For nearly a decade, NICO Corp. has tried to convince the medical world there’s a better way to do brain surgery.
It developed a line of products that allow surgeons to reach into the brain in a way that’s less intrusive than the traditional system of cutting through the brain’s inner “white matter” and pulling the delicate tissue apart with retractors.
It trained hundreds of surgeons at more than 60 hospitals, including the Cleveland Clinic, Stanford University Medical Center, Indiana University Health and St. Vincent Hospital. It watched as its technology was written up favorably in peer-review publications and presented at neurosurgical conferences.
Along the way, it raised $35 million and built a team of more than 40 employees, many of whom work at NICO’s headquarters on East 96th Street, near Meridian Street.
Now, the real test begins.
NICO is about to launch a major clinical trial that it hopes will convince neurosurgeons its approach to brain surgery is better.
That’s important because, for all its successes, NICO has been slow to win favor in operating rooms across the country. Only about 2-4 percent of U.S. brain surgeries for tumors, strokes and other abnormalities are done with NICO’s low-invasive approach.
“We’re asking a doctor to take a risk and change their whole concept of what they’re doing,” said Jim Pearson, NICO’s president and CEO. “That’s what is taking a while.”
The company hopes it can turbo-charge the rate of acceptance if it can provide data that its approach works better. That’s why it’s sponsoring an ambitious clinical trial that could take up to three years to complete.
In November, more than 10 medical centers, led by Emory University School of Medicine in Atlanta, will begin a randomized trial of about 300 patients suffering from hemorrhagic stroke. That’s a debilitating, often deadly ailment caused by a blood vessel’s rupturing and spilling blood onto the brain tissue. Such strokes have an early-mortality rate of up to 50 percent.
The trials will study whether early intervention using NICO’s products to evacuate blood from the brain is better than managing a stroke patient’s symptoms with medical care in the intensive care unit.
The investigation is a long, expensive process, but the company’s backers seem patient.
This year, NICO has raised $17 million in capital. That’s on top of the $18 million it has raised from investors since its founding in 2007.
About two-thirds of the recent infusion is from Cincinnati-based River Cities Capital Funds and Rose-Hulman Institute of Technology.

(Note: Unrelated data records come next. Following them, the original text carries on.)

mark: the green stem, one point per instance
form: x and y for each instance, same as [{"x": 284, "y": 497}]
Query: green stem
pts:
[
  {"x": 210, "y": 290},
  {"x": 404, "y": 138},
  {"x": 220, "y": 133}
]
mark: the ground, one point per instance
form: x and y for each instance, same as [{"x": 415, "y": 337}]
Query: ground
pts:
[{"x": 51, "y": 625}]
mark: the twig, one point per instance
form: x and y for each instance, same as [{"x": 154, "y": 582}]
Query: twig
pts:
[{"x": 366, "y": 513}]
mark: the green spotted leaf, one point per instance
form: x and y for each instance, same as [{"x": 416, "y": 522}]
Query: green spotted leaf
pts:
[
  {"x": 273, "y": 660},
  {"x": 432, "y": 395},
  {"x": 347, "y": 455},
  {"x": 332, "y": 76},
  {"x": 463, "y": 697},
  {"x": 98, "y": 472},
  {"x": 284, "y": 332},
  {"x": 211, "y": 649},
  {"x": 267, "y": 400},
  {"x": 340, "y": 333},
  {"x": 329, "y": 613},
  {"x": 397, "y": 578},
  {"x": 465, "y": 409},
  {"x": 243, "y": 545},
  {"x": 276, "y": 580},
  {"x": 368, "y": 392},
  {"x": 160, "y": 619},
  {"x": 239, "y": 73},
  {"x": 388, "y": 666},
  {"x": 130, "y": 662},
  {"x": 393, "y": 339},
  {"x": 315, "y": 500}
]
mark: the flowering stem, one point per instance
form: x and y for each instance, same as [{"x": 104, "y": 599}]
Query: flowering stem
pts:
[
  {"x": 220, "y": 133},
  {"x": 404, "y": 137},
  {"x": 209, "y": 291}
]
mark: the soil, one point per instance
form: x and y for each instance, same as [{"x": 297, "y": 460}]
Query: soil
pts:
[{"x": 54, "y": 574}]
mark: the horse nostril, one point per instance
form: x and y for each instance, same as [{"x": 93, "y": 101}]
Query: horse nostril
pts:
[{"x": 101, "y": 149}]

Carter McNabb, managing partner of River Cities, said in a statement that NICO was on course to develop a medical-device franchise “in one of the last untapped frontiers of the human body: the brain.”
He called NICO “one of our most exciting device investments.”
He has reason to be optimistic. NICO was founded by many of the same executives and investors who worked together more than a decade ago to create Suros Surgical Systems Inc., a maker of devices used for minimally invasive breast biopsies.
Suros was sold in 2006 to Massachusetts-based Hologic Inc. for $248 million, creating riches for investors and a track record of achievement for its management.
Now, Pearson and his team are trying to do it again.
Their marquee technology is called BrainPath, a system of tools designed to give surgeons access to the brain without damaging the delicate tissue.
In standard brain surgery, a surgeon tries to take the shortest route to the tumor or other abnormality. That often involves cutting straight through the brain tissue, a risky process that could harm the patient’s cognitive abilities and brain functions.
NICO’s BrainPath technology is designed to lessen the risk of harm. The two-piece system consists of a clear plastic sheath around a smooth, cylindrical tool with a specially designed tip. A surgeon drills in the skull a hole smaller than a dime, and inserts the plastic device in the natural folds of the brain.
The BrainPath is pushed gently along the delicate folds of the brain, rather than through the “white matter.” The company compares this to a ship’s hull displacing water through natural swells, rather than crashing through the surf.
Once the BrainPath reaches the abnormality in the brain, the surgeon can remove the cylinder from the sheath. That leaves the sheath in place to create a narrow corridor in which the surgeon can insert tools and remove blood or tumor tissue.
Pearson likens it to arthroscopic surgery on the knee, a minimally invasive procedure using an endoscope inserted into the joint through a small incision.
“Nowadays, you would never have open-knee surgery, or at least you would ask your doctor, ‘Hey, wait a minute. Why would you have to open my knee all the way? I want to be back up walking around a couple of hours after my surgery and I want to be back at work in two days.’”
Likewise, many heart procedures are done by inserting tiny surgical devices in a leg artery instead of cracking open the chest.
But even as minimally invasive surgery has become popular for other parts of the body, it has yet to catch on in the brain.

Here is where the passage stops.